1.6 Toward a Levels-Sensitive Canon

The Levels Conflation is not a fatal flaw in the Intellecton framework; it is a specification requirement. The Canon needs to make explicit its commitments about the following questions:

(Q1) Which level carries ontological weight? Is consciousness fundamentally a computational property (cohomological invariant), an algorithmic property (dynamical attractor), or an implementational property (quantum-neural substrate)? The answer determines what counts as a conscious system in edge cases: artificial systems, distributed networks, simple organisms.
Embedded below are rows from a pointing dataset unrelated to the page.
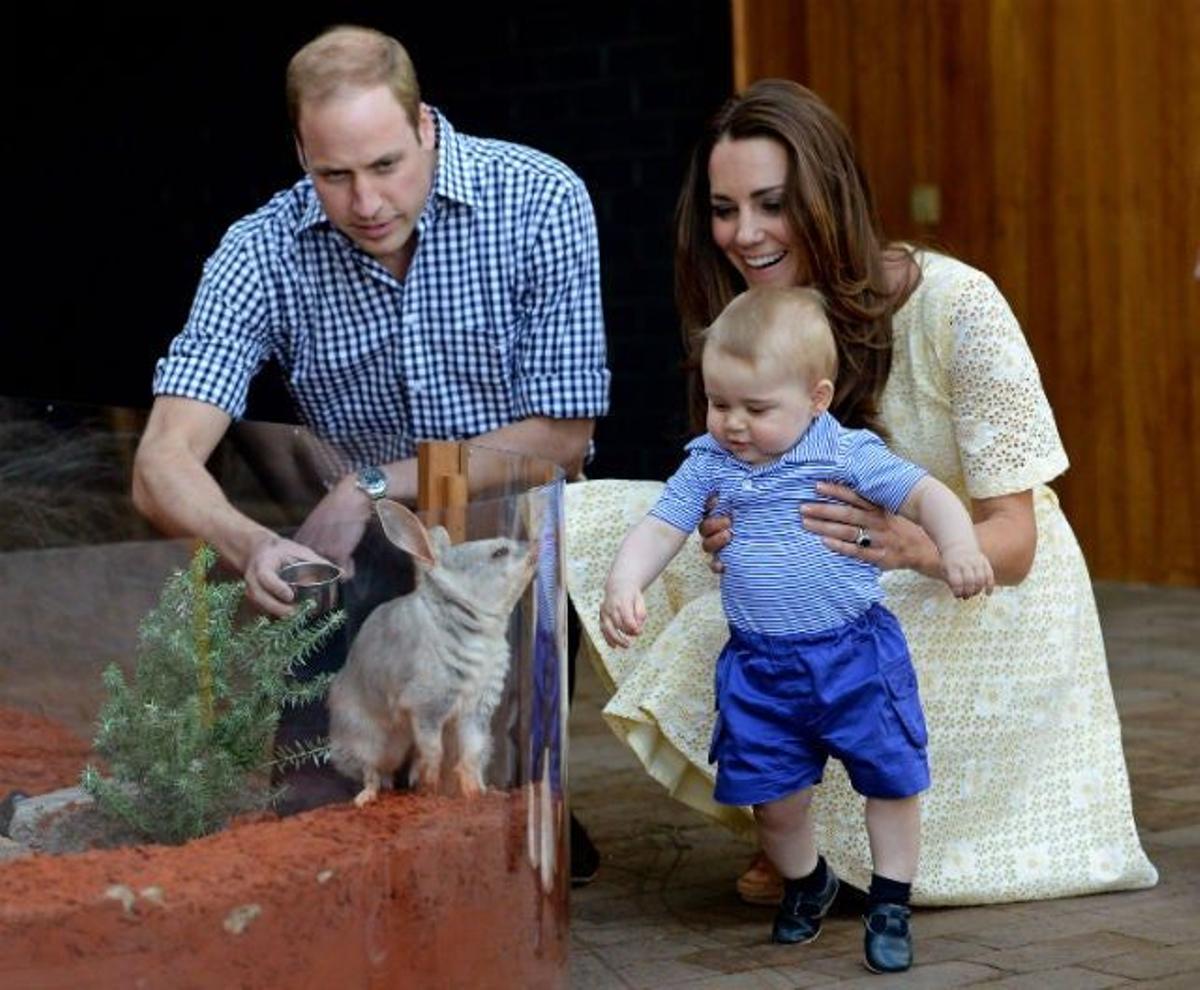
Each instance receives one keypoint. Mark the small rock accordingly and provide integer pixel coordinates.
(125, 895)
(153, 894)
(239, 919)
(7, 807)
(66, 821)
(11, 850)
(Q2) What is the relationship between levels? Is the implementational level constitutive of consciousness (consciousness is essentially neurological) or merely realizing of it (consciousness is a functional property that neurons happen to realize in biological systems)? This is the type-A versus type-B physicalism distinction restated at the level of scientific methodology.

(Q3) How do inter-level predictions work? When the Canon predicts qubit coherence timescales and neural frequency bands, is it predicting necessary conditions for consciousness or merely predicting the specific implementation profile of human consciousness? The empirical research program differs dramatically depending on the answer.

These are not questions that additional mathematics can answer. They are philosophical questions about the architecture of explanation — questions that the Canon's formal sophistication makes more urgent, not less. The framework needs a Marr for consciousness: a metatheoretical architect who specifies the levels, their autonomy conditions, and the cross-level constraints that bind them.

The subsequent sections of this monograph examine the Canon's contributions at each level in turn — quantum-physical, informational-computational, and categorical-structural — before assembling the diagnosis of ontological overcrowding and proposing its resolution.